You dont have to use L'Hopital

$$\lim_{x \rightarrow 1} \frac{\log x}{1-x} = \lim_{x \rightarrow 1} \frac{\log x-\log 1}{1-x}$$

wich is the definition of the derivative of $-\log x$ evaluated in $1$ so its obvious than the limit is $-1$.
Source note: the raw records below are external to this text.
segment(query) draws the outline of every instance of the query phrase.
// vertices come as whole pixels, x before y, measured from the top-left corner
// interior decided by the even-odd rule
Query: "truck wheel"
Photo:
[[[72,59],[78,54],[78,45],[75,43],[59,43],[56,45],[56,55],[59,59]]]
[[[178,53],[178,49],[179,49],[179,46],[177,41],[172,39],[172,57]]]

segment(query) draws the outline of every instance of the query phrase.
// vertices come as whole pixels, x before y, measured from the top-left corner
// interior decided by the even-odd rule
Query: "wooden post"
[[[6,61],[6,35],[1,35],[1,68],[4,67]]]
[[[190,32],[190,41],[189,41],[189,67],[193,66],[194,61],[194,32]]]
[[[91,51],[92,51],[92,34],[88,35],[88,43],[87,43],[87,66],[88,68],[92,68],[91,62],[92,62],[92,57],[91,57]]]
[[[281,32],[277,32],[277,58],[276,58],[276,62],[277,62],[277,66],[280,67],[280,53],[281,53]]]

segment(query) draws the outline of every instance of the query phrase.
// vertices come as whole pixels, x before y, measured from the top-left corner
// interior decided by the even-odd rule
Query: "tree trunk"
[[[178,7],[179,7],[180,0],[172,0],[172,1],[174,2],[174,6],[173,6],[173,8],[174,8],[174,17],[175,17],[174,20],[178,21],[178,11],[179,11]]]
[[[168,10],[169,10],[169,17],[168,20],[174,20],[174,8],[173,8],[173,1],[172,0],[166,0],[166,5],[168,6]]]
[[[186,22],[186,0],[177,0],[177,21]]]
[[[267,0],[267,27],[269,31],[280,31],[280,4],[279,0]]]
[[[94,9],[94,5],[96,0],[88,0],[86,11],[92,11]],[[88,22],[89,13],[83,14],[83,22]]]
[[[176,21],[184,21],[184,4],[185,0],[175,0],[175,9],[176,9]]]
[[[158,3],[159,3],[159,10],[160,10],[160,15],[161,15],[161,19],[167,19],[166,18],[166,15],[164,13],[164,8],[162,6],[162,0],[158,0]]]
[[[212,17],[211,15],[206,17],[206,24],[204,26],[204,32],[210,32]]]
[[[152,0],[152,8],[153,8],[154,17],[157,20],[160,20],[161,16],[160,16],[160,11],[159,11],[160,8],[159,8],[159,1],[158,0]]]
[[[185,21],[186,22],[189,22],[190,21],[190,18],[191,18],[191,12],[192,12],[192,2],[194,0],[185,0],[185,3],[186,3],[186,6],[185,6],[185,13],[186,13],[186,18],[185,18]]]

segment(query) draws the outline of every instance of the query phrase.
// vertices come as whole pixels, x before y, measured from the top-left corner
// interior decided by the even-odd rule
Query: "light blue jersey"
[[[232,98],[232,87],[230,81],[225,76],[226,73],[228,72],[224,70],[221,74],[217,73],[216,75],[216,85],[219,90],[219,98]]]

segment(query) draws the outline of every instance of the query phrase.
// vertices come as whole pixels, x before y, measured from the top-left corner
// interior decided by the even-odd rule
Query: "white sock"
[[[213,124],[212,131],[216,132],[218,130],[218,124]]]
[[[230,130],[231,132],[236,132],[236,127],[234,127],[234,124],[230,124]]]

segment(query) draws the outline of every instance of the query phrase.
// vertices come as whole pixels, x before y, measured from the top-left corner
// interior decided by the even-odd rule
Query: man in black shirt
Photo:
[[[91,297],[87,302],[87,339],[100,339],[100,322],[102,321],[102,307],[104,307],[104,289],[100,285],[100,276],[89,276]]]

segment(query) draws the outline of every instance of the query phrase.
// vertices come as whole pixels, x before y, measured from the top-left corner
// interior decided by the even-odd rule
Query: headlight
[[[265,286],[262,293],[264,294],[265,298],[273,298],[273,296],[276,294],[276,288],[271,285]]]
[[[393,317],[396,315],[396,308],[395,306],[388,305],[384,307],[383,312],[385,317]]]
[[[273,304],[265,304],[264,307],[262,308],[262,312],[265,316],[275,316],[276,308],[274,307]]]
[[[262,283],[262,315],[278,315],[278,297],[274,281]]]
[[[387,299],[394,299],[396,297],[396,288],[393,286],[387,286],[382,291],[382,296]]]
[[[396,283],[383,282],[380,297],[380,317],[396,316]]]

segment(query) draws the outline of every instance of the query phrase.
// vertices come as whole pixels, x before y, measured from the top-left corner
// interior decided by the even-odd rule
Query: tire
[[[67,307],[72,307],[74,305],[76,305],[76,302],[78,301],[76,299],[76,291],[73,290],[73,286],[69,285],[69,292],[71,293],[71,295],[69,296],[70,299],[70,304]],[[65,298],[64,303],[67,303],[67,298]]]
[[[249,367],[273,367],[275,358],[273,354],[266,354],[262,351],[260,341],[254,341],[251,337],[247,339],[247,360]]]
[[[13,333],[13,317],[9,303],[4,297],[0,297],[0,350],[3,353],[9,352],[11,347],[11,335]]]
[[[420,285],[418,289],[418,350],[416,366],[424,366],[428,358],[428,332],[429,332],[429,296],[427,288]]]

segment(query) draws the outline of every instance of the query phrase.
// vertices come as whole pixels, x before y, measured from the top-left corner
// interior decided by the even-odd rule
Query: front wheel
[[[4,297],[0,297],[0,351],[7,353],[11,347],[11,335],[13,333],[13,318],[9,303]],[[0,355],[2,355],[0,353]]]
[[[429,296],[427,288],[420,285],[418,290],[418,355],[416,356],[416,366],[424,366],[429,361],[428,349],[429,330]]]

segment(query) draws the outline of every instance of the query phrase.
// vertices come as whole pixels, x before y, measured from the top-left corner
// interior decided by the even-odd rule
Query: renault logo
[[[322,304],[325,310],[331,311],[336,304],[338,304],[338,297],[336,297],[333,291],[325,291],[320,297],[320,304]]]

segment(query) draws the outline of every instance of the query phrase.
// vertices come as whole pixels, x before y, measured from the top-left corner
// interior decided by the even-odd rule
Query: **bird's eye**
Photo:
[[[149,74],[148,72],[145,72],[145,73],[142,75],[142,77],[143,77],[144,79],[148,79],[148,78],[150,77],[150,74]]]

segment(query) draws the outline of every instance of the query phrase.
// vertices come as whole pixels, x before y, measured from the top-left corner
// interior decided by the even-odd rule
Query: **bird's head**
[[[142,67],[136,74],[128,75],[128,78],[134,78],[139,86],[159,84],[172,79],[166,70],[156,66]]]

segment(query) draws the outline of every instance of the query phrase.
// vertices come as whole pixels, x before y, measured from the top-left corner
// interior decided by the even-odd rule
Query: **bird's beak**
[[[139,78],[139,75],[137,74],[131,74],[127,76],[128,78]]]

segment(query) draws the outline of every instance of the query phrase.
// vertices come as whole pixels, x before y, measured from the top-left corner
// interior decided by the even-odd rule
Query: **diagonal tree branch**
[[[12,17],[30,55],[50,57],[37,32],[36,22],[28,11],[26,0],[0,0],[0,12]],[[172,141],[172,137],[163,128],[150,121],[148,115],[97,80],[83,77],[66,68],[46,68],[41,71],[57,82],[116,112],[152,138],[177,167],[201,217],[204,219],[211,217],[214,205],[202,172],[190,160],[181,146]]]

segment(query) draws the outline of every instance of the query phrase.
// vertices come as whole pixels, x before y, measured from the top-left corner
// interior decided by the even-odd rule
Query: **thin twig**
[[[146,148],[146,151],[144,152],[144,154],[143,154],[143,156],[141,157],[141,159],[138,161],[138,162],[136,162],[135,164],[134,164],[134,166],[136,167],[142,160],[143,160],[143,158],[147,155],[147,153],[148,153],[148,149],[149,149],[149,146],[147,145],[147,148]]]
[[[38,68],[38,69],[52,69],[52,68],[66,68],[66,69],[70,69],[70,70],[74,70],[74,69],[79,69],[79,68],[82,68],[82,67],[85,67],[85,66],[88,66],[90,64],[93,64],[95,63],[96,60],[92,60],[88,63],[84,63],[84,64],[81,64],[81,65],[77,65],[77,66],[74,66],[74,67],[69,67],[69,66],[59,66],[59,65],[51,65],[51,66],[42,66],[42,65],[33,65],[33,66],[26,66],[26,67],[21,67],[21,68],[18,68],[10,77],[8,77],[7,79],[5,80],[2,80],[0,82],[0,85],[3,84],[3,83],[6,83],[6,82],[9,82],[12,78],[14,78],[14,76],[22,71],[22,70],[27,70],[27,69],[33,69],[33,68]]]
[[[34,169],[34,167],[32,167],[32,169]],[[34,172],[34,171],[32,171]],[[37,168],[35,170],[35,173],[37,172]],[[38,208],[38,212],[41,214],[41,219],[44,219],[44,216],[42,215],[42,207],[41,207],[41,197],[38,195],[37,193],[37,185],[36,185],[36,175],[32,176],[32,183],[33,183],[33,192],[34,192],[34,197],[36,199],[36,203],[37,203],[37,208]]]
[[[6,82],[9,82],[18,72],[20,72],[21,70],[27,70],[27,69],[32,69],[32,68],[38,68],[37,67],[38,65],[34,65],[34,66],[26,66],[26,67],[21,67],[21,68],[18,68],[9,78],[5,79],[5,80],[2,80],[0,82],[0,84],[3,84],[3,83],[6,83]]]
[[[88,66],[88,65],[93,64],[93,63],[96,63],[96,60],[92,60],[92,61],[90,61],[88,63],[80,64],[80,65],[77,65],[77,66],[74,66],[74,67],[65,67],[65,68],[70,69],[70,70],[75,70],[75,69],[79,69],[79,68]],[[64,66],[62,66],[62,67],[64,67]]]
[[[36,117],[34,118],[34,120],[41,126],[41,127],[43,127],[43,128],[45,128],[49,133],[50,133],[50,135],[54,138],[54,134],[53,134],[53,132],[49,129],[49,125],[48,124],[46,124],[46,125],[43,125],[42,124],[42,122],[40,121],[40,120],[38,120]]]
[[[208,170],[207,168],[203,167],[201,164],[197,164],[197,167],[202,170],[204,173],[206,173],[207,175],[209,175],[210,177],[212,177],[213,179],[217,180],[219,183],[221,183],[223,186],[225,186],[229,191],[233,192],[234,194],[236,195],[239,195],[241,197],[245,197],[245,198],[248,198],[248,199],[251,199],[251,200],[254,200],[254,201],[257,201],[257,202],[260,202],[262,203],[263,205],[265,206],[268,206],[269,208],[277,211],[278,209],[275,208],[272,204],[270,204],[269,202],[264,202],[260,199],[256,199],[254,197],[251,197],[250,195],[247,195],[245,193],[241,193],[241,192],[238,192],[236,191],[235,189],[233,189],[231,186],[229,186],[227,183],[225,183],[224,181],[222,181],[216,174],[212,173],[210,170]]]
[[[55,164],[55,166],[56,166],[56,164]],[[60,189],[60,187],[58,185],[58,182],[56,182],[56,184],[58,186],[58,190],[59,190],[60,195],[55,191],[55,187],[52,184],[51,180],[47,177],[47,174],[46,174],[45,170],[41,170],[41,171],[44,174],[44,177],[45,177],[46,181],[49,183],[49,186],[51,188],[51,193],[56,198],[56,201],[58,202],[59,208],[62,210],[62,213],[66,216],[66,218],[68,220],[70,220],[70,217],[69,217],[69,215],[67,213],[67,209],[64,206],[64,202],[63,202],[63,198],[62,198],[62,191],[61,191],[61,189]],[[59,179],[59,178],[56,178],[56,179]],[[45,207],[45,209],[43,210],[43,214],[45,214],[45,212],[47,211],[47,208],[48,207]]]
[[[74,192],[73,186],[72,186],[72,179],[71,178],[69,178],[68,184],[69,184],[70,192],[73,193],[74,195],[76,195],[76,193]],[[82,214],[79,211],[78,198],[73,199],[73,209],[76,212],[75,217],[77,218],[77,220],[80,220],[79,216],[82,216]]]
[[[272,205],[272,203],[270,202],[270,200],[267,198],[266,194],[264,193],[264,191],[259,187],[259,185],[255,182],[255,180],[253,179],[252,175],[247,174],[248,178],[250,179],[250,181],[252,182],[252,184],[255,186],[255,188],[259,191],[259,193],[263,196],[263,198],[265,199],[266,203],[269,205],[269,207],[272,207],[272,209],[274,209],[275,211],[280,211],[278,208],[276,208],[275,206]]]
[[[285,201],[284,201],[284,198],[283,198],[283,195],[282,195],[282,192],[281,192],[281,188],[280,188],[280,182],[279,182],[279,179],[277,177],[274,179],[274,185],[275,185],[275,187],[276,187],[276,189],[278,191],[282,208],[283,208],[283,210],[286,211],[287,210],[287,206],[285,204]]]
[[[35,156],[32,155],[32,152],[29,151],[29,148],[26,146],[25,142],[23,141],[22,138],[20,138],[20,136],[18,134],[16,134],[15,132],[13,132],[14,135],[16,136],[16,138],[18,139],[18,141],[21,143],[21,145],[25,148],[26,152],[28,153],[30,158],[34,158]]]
Much more elegant dont you think?

Last edited: Dec 13, 2004
7. Dec 14, 2004

### dextercioby

Not than my version
$$lim_{x\rightarrow 1} x^{\frac{1}{1-x}} =lim_{y\rightarrow 0} (1-y)^{\frac{1}{y}}=\frac{1}{e}$$
,where i made use of a simple substituion... :tongue2: and of a very known limit.

Daniel.

8. Dec 14, 2004

### iSamer

nice and simple !!

9. Dec 14, 2004

### ReyChiquito

hey Daniel, can you remind me of how

$$\lim_{y\rightarrow 0} (1-y)^{\frac{1}{y}}$$

is calculated???? too lazy to open my book :P

10. Dec 14, 2004

### dextercioby

Kay,i'll make an exception:
$$\lim_{y\rightarrow 0}(1-y)^{\frac{1}{y}}=\lim_{x\rightarrow +\infty}(1-\frac{1}{x})^{x} =\frac{1}{e}$$

Daniel.

11. Dec 14, 2004

### daster

Nice solution, dextercioby!